Llegué a sentir que no encajaba en ningún grupo. Llegué a pensar que tenía un problema de socialización. Que no terminaba de encontrar un colectivo con el que sentirme parte. Y lo peor, llegué a pensar que no sabía cuidar a mis amistades.
Y me tuve que ir al camino de Santiago, sola, para darme cuenta que en el camino de la vida, hay quien lo hace en grupo, hay quien lo hace en solitario, y hay quien, como yo, le gusta hacerlo con pocas personas, pero intensas e importantes.
Coincidí con un grupo, pero como siempre, no formaba parte de él como el resto, estaba, sí, pero a medio gas.
Concidí con dos maravillosas personas, con quienes compartí gran parte de mi tiempo, energía, palabras. De quienes aprendí muchísimo y con quienes crecí durante esos días.

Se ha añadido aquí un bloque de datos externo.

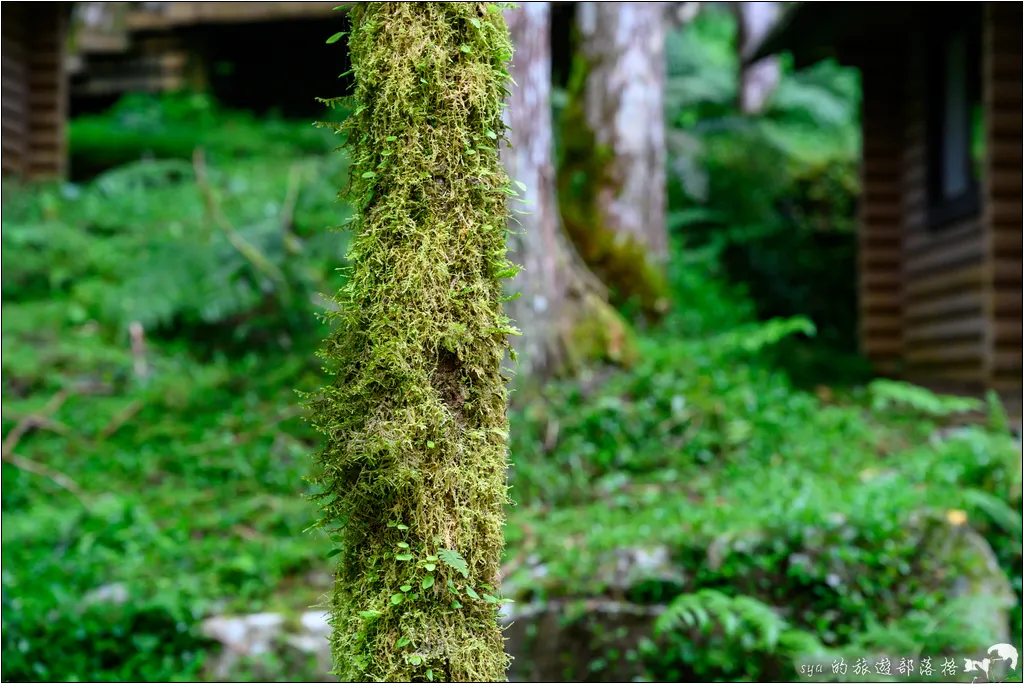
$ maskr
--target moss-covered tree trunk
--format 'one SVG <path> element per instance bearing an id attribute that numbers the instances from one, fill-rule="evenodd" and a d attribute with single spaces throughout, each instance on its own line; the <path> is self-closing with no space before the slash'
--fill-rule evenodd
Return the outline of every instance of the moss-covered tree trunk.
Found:
<path id="1" fill-rule="evenodd" d="M 664 264 L 666 3 L 581 2 L 561 121 L 559 200 L 581 255 L 616 301 L 656 316 Z"/>
<path id="2" fill-rule="evenodd" d="M 500 681 L 508 29 L 454 2 L 359 3 L 351 24 L 354 237 L 323 352 L 337 378 L 311 400 L 336 674 Z"/>
<path id="3" fill-rule="evenodd" d="M 606 289 L 575 254 L 562 229 L 555 194 L 551 119 L 551 8 L 523 3 L 506 11 L 515 47 L 505 122 L 512 147 L 502 148 L 509 177 L 527 204 L 519 205 L 509 238 L 524 267 L 522 296 L 510 315 L 523 335 L 513 341 L 527 384 L 572 373 L 590 361 L 628 364 L 635 352 L 630 328 L 607 301 Z"/>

Y fue ahí cuando me dí cuenta de que yo no era de grupos. Que no tenía ningún problema, sino que sencillamente, yo era de las que hacían su camino rodeada de los suyos, y ya. Que no necesitaba relaciones superfluas, ni banales, ni vacías. Que cuidar a tus amistades no significa llamarles cada día, ni cada semana. Que igual que tú sabes que estarás ahí, ellas también. Y lo están. Y lo estás. Y ya está. Y no se necesita más.
Y entonces acepté que todo lo que se pierde, nunca fue real. O sí, pero las prioridades cambian y en ocasiones, no avanzan contigo. Y en esto tengo varios nombres en mente, a los que quise muchísimo y en cierta parte, siempre tendrán un hueco en mi corazón.
Pero entonces me encontré con una persona que me aceptó, me quiso y lo mejor de todo, decidió formar parte de esos pocos, pero mejores, que me acompañan en este camino de la vida.
Y dejé de sentir que no encajaba para sentir que lo único que me faltaba era encontrar mi lugar. Y me gente.